I also like Bing Crosby.
Sunday, November 14, 2010
Busybody old ladies make me mad. I had a little encounter with one, today. My dog took a dump next to a tree, and she yelled, "Get a puppy bag! Get a puppy bag and clean up after your dog! Don't mess up our neighborhood!" Then I assured her that I would clean it up, and she ignored me. What a moron. I wanted to chuck the poop bag at her head, so that it would slap against her wrinkly face, shaming her in front of others.
Curmudgeonly old men are kind of funny, but busybody old ladies have no redeeming qualities. There's nothing worse than an old lady that gives you the hairy eyeball, because she disapproves of what you are doing. Oh man, that really gets me going.
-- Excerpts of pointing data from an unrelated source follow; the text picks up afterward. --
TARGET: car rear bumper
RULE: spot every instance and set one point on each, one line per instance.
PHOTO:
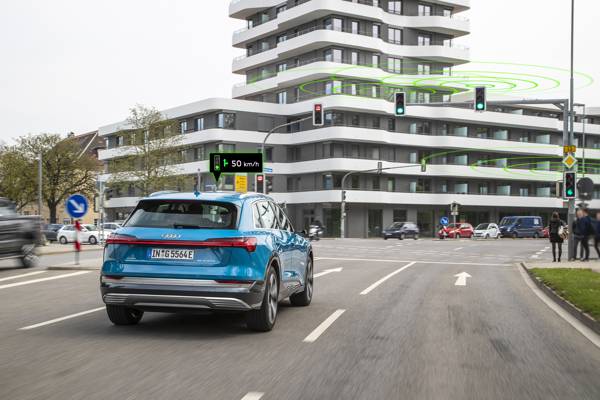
(181, 294)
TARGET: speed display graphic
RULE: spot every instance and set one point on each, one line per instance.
(231, 163)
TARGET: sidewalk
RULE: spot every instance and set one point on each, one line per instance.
(593, 264)
(65, 248)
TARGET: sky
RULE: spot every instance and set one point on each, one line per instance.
(75, 65)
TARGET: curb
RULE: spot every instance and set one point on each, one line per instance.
(581, 316)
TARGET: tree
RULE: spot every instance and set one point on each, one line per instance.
(18, 177)
(66, 169)
(150, 153)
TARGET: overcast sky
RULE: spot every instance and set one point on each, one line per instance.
(74, 65)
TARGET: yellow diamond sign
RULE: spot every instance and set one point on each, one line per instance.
(569, 161)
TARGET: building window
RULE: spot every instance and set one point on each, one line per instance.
(395, 35)
(423, 69)
(424, 10)
(226, 120)
(395, 7)
(391, 185)
(375, 60)
(333, 24)
(395, 65)
(282, 97)
(182, 126)
(200, 124)
(376, 30)
(424, 40)
(333, 55)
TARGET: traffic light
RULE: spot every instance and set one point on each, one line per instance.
(570, 185)
(259, 182)
(400, 104)
(318, 119)
(480, 102)
(269, 183)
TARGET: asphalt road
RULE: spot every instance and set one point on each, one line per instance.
(388, 321)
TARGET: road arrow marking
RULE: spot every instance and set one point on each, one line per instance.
(79, 208)
(328, 271)
(461, 279)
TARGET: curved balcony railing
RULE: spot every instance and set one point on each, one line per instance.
(362, 2)
(345, 30)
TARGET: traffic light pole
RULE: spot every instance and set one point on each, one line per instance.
(272, 131)
(343, 203)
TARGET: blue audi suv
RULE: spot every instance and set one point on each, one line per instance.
(206, 252)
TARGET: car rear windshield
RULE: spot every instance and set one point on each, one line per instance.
(183, 215)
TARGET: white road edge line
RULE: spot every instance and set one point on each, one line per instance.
(574, 322)
(253, 396)
(418, 261)
(385, 278)
(55, 320)
(314, 335)
(43, 279)
(21, 276)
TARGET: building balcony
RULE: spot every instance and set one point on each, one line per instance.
(453, 25)
(319, 37)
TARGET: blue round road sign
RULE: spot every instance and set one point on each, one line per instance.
(77, 206)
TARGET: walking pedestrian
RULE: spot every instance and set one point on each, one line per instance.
(555, 229)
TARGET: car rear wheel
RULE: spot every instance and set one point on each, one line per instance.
(263, 319)
(121, 315)
(303, 298)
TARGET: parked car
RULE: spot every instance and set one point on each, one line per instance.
(49, 232)
(216, 251)
(401, 230)
(487, 231)
(19, 235)
(456, 231)
(521, 226)
(68, 234)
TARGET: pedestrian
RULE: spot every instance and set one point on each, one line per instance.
(597, 234)
(555, 229)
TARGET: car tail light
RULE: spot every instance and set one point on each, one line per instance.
(248, 243)
(115, 238)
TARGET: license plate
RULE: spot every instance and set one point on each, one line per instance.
(172, 254)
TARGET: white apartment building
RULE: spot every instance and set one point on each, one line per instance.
(352, 56)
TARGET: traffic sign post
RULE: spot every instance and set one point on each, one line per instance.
(77, 206)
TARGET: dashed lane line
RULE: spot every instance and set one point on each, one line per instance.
(314, 335)
(55, 320)
(51, 278)
(10, 278)
(385, 278)
(416, 261)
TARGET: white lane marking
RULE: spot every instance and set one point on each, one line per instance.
(55, 320)
(314, 335)
(253, 396)
(328, 271)
(574, 322)
(385, 278)
(418, 261)
(21, 276)
(461, 279)
(51, 278)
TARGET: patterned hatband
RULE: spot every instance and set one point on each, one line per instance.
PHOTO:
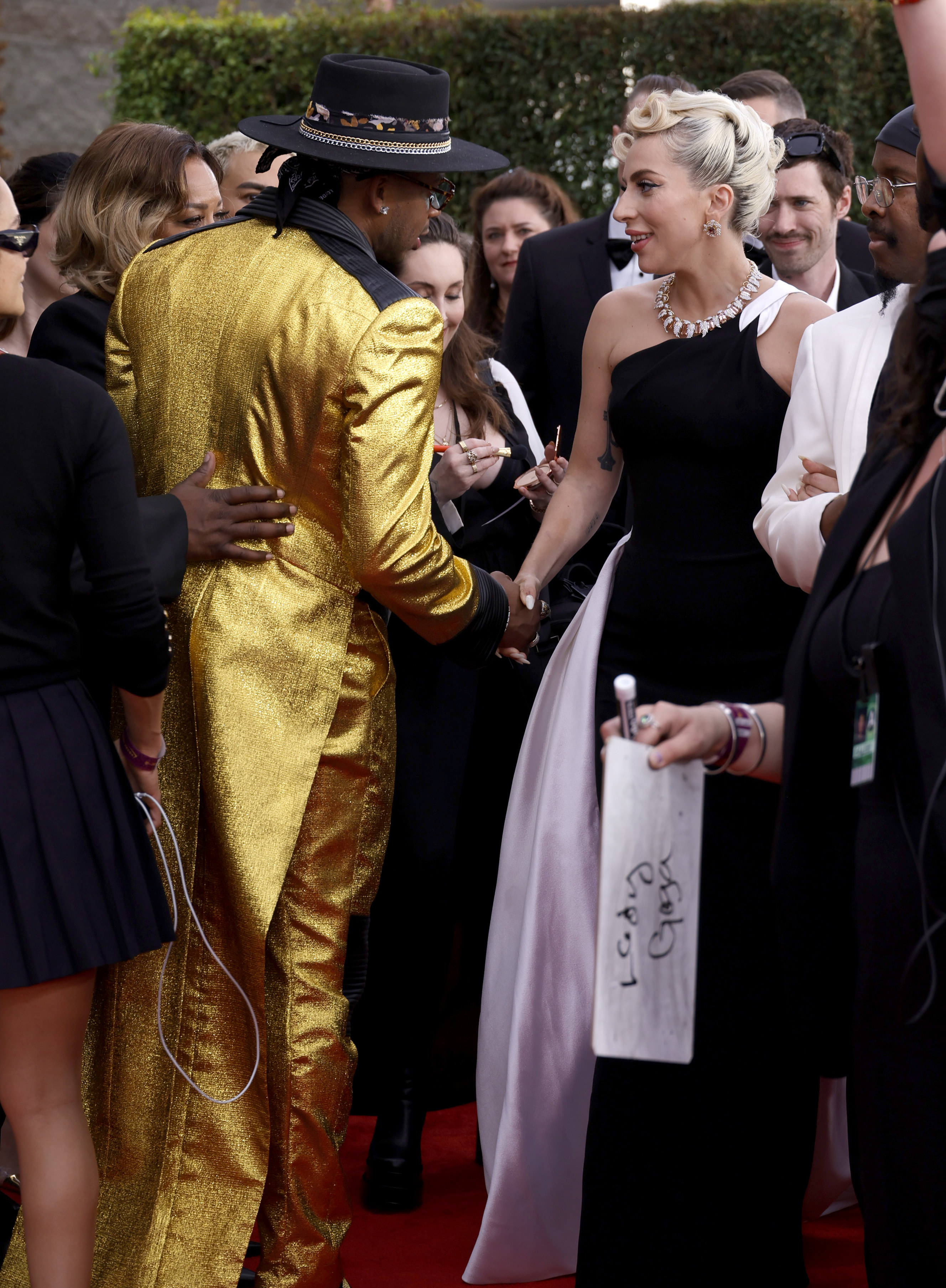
(369, 127)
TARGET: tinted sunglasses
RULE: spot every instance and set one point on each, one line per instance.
(812, 145)
(24, 240)
(440, 196)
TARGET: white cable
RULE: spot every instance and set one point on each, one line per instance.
(141, 798)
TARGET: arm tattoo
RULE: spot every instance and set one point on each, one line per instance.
(606, 460)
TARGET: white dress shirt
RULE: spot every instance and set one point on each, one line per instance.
(631, 275)
(832, 302)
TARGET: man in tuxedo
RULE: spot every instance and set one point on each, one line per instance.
(840, 370)
(776, 100)
(560, 279)
(800, 229)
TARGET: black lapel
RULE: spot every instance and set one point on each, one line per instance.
(337, 236)
(594, 260)
(912, 572)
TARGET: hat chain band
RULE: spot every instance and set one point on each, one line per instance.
(348, 141)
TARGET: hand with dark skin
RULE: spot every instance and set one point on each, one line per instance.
(217, 518)
(524, 623)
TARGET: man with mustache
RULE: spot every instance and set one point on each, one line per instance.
(838, 369)
(800, 230)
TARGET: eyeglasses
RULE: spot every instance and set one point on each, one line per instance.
(812, 145)
(881, 190)
(440, 196)
(24, 240)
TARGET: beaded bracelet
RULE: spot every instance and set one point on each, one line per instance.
(743, 711)
(733, 749)
(742, 719)
(137, 758)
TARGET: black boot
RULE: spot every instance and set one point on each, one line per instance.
(392, 1180)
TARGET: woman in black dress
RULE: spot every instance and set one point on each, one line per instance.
(695, 411)
(458, 738)
(135, 185)
(79, 885)
(860, 870)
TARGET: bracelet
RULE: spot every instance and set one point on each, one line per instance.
(137, 758)
(744, 713)
(730, 752)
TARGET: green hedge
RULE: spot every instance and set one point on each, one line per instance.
(540, 87)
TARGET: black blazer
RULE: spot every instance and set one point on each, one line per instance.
(560, 279)
(854, 287)
(851, 246)
(814, 856)
(73, 334)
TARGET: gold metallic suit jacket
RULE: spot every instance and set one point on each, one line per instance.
(275, 357)
(294, 378)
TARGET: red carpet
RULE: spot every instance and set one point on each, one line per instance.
(430, 1248)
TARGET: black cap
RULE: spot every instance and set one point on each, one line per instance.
(901, 132)
(375, 114)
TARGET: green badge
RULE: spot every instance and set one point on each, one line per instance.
(864, 756)
(867, 718)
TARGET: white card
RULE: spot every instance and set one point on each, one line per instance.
(649, 906)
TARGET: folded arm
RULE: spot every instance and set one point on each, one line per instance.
(790, 530)
(392, 546)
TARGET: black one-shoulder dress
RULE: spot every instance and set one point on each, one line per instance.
(698, 1171)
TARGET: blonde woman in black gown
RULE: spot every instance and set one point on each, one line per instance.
(679, 388)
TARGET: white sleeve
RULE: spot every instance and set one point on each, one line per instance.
(504, 377)
(790, 531)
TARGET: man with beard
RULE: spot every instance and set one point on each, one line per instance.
(800, 230)
(840, 366)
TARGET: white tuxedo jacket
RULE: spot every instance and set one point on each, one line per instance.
(837, 371)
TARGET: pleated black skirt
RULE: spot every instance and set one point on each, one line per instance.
(79, 881)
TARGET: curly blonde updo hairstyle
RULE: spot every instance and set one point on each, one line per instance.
(717, 141)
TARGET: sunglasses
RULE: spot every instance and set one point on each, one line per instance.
(881, 190)
(812, 145)
(24, 240)
(440, 196)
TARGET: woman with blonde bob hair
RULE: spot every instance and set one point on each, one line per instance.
(135, 185)
(686, 382)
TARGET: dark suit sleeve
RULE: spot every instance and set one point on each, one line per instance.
(164, 526)
(73, 334)
(523, 348)
(480, 639)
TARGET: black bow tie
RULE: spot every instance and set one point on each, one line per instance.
(620, 252)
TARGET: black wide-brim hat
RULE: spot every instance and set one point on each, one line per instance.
(378, 114)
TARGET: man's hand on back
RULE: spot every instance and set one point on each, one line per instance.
(217, 518)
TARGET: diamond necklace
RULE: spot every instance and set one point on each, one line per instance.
(685, 330)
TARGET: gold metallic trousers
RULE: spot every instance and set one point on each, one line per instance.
(183, 1180)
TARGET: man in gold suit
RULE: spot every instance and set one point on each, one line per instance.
(277, 342)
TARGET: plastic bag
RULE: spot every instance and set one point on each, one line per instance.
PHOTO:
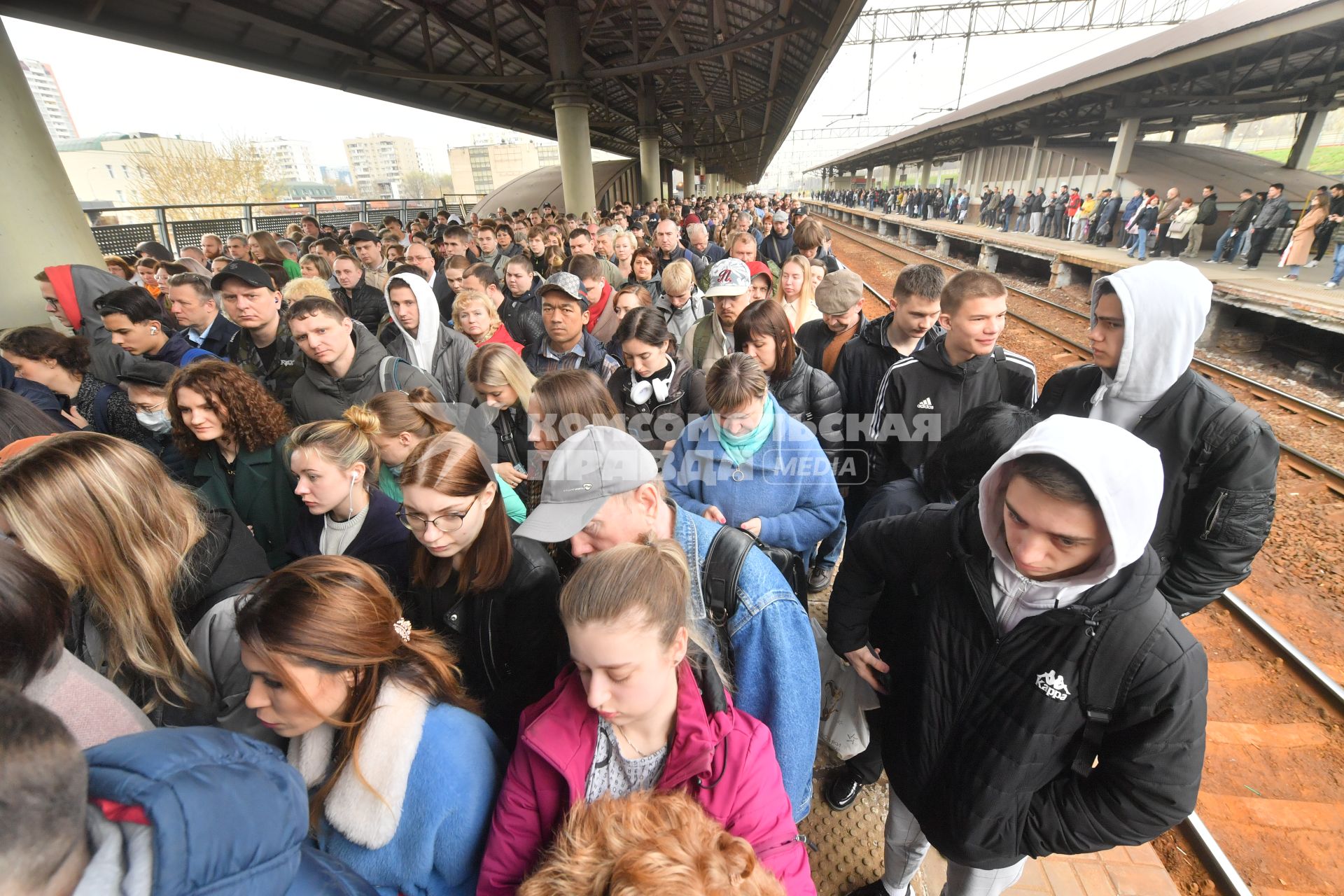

A poem about that old lady:
Hi old lady from earlier today.
You're an idiot.
My girlfriend is in the store right now,
getting a bag for my dog's poop.
So you don't need to call me out, in public,
and wrongly accuse me of dogshit delinquency.
Now go home and choke down some oatmeal,
you confused, creaky antique.
Thursday, November 11, 2010
I'm drinking a big, gigantic beer. It is important for everybody to know that. I spent my day doing laundry, 'n' stuff. I really feel like I have nothing to offer the readers, tonight. Nothing at all. I feel a little pissy, to be honest. Peevish and pissy.
I took my dog for a walk, earlier, and he tinkled on a tree and also in some crunchy leaves. He took a tinkle. He piddled all over some dirt.
I am reading a memoir, by Haruki Murakami, called, What I Talk About When I Talk About Running. It's cool. One of the things I really like about that author is how he makes regular exercise a part of his life. He's got the right idea.
I recently finished his novel, South of the Border, West of the Sun. It was okay, but I lost interest in one of the female characters when she became ill and needed medication. She suddenly became unappealing to me. Also, the author kept describing her thin lips and red lipstick, which grossed me out. I used to hate when my mother and I would be at the movies, and she would take a sip of my soda and leave red lipstick on the straw. Gross. And in the book, the protagonist finds it sexy how this woman leaves her lipstick-stamped cigarettes in the ashtray after they have had a flirtatious encounter, and I couldn't relate to that.
I'm psyched about the new Conan show. Conan's funny.